A six-year archaeological project, co-led by a Penn archaeologist, seeks to provide information on how the earth looked in the past and predict what the earth will look like in the future to improve climate modeling.
Chair of Penn’s Department of Anthropology Kathleen Morrison, Pompeu Fabra University professor Marco Madella, and University of Glasgow senior lecturer Nicki Whitehouse are leading the project with data mastery from Penn landscape archaeologist Emily Hammer and others. The project, called LandCover6K, is now in its sixth year. Researchers have compiled a collection of archaeological and historical land-use evidence from four periods in time — 12,000 years ago, 6,000 years ago, 4,000 years ago, and around the year 1500 — into a single, easy-to-understand database, according to Penn Today.

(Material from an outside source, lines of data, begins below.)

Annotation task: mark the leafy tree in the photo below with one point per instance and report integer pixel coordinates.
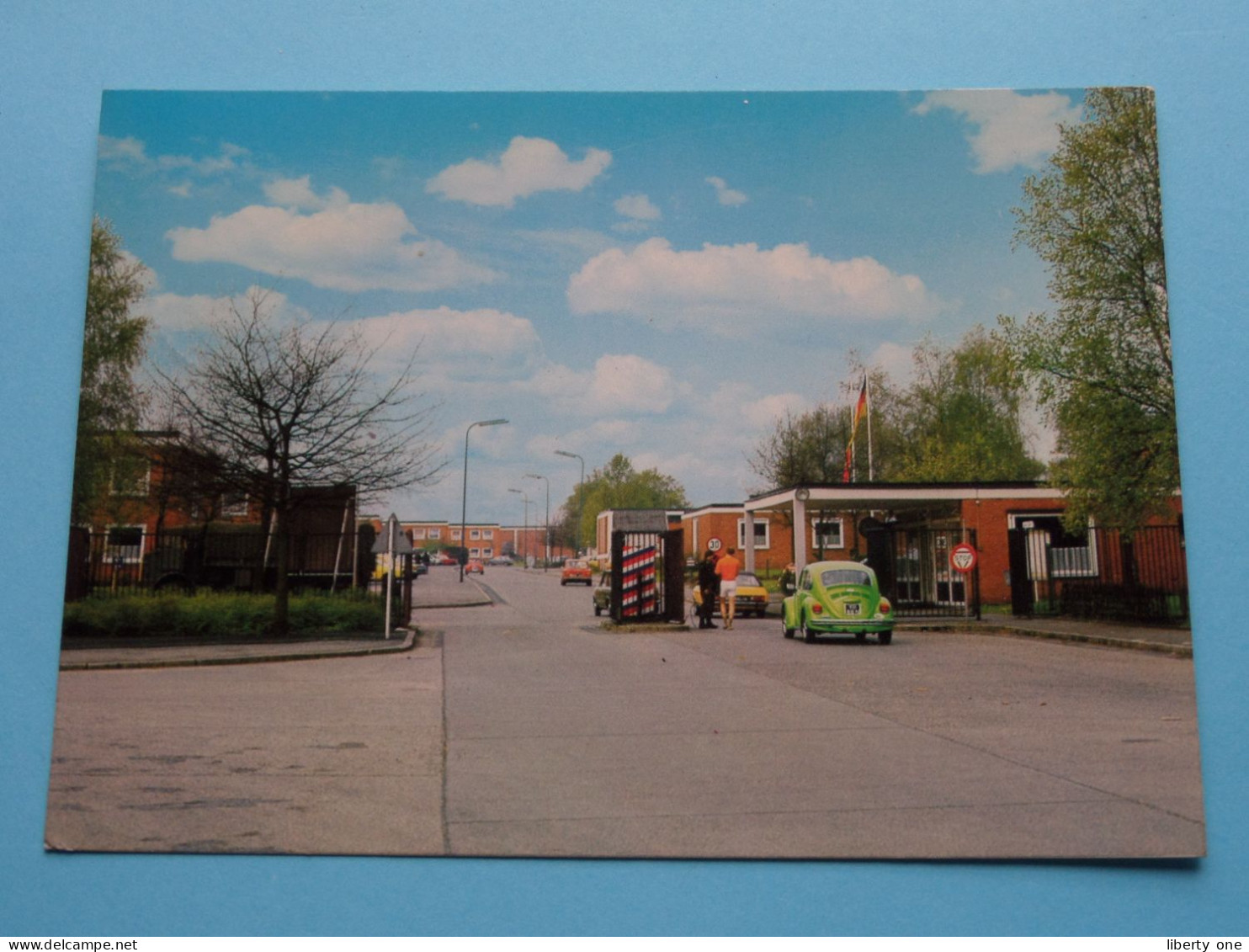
(292, 407)
(617, 485)
(960, 420)
(110, 402)
(1103, 359)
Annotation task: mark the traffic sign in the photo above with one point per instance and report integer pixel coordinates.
(962, 557)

In order to share the data among researchers from various fields, the team created a new classification system that can be used anywhere. Previously, different categories of data had a wide range of meanings depending on place, context, and time period, Penn Today reported.
The LandCover6k team also created a hierarchy within the classification system with general upper-level categories that dispersed into more distinct, specified categories. For example, within the category of farming data, the research team created a subgroup for low-level food production.
The hierarchical classification system aims to provide nuance to the archaeological community while maintaining data that is easy for climate modelers to understand, Penn Today reported.
Morrison said that the project’s aims go beyond understanding past land-cover climate interactions, Penn Today reported.
“Understanding the human impact on the Earth is more than looking at past vegetation,” Morrison said. “It’s also important to understand how humans used the land and in particular, the relationship between human land use and vegetation.”